Barry Deutsch has written a great response to this, pointing out that the sophisticated racists during the debate over interracial marriage made the same claim that the anti-marriage equality people make today. They were not motivated by hatred, they were not racist, they merely opposed a new, untested form of marriage that happens to go against tradition and the natural order, and would probably harm children. Especially the children.

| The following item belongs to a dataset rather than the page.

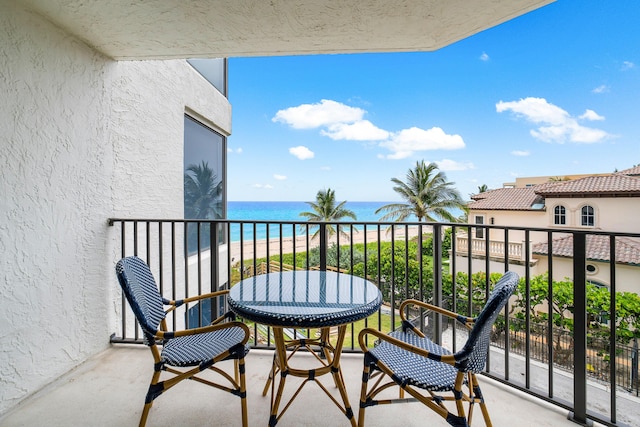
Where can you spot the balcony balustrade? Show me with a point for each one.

Oh, no. Gay marriage is coming. Should I catch her? Photo by Mike Baird from the Flickr Creative Commons

Oh, no. Gay marriage is coming. Do I catch her? Photo by Mike Baird from the Flickr Creative Commons

Run, hide, double down

The smart conservative money in the last year or two has moved away from all this. Among those public intellectuals who labored to block their gay and lesbian fellow citizens from crossing the threshold of matrimony (under the terms of their choosing, at least), there are three approaches.

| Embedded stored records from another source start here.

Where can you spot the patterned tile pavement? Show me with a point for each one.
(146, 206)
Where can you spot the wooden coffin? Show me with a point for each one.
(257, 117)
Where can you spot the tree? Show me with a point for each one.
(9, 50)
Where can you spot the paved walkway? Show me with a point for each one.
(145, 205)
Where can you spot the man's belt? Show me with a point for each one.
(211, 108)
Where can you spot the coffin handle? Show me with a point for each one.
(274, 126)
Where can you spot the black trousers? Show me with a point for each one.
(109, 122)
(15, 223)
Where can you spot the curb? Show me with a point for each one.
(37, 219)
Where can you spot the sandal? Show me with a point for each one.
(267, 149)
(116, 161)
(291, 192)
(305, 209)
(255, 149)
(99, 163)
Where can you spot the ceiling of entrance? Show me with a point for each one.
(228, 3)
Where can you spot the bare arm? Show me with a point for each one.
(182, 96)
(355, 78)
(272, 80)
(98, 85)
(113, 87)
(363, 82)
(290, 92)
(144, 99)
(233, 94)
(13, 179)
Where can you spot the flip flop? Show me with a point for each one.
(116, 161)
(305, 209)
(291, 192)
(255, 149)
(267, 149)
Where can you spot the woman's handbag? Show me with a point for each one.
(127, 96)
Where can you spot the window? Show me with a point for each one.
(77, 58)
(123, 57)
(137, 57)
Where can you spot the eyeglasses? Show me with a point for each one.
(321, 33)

  • The most openly forward-looking, such as David Blankenhorn, publicly reversed course and threw in the towel. Blankenhorn’s Institute for American Values has shifted to the movement against gambling (joining a sadly low-rent effort that unites Blankenhorn with the likes of Barrett Duke, a veteran of the crusade against the “homosexual special rights agenda“).
  • The more duplicitous, such as Brad Wilcox, simply avoid discussing the issue in public. Hard to believe these folks have no opinions on the subject, considering Wilcox’s efforts to generate research in opposition to marriage equality. But his new Institute for Family Studies (IFS) seems not to have mentioned this issue — even though its nominal president, Richard Brake, was (and is at press-time still listed as) National Education Director for the Intercollegiate Studies Institute, which has as its mission preventing the spread of a “relativism that rejects an objective moral order.” (The Lynde and Harry Bradley Foundation, which paid for some of the Regnerus study to prevent marriage equality, also funds ISI.)
  • Finally, a contingent of obdurate cranks continues to resist the new moral order, marriage equality included. I wrote about two of them, Mark Regnerus and Douglas Allen, who testified in Michigan’s recent losing battle. But this group also includes Alan Hawkins and Jason Carroll, two professors of Family Life at Brigham Young University.

Hawkins and Carroll

I hadn’t read, until recently, the amicus brief filed by Hawkins and Carroll in Utah’s attempt to stop (or re-stop) marriage equality, which is available here. Before I describe it, though, a quick word about these two. Hawkins has showed up here for his shoddy research in defense of (straight) marriage promotion. He and Carroll have both done paid work for the federal marriage promotion campaign. And they are both part of the Wilcox brand, Hawkins as a contributor to the IFS blog and Carroll as a co-author of his Knot Yet report.

At BYU, Hawkins has expressed concern about how modernity might affect the ability of Family Life graduates to get jobs:

“A very real risk is that there will possibly be formal litmus tests in graduate programs out there,” Hawkins said. “We’re already seeing informal ones in some graduate programs. It’s not just saying, ‘I’m willing to work with same-sex couples and families.’ It’s more than work, it’s that students’ beliefs and attitudes will have to align with the new, contemporary definition of marriage.”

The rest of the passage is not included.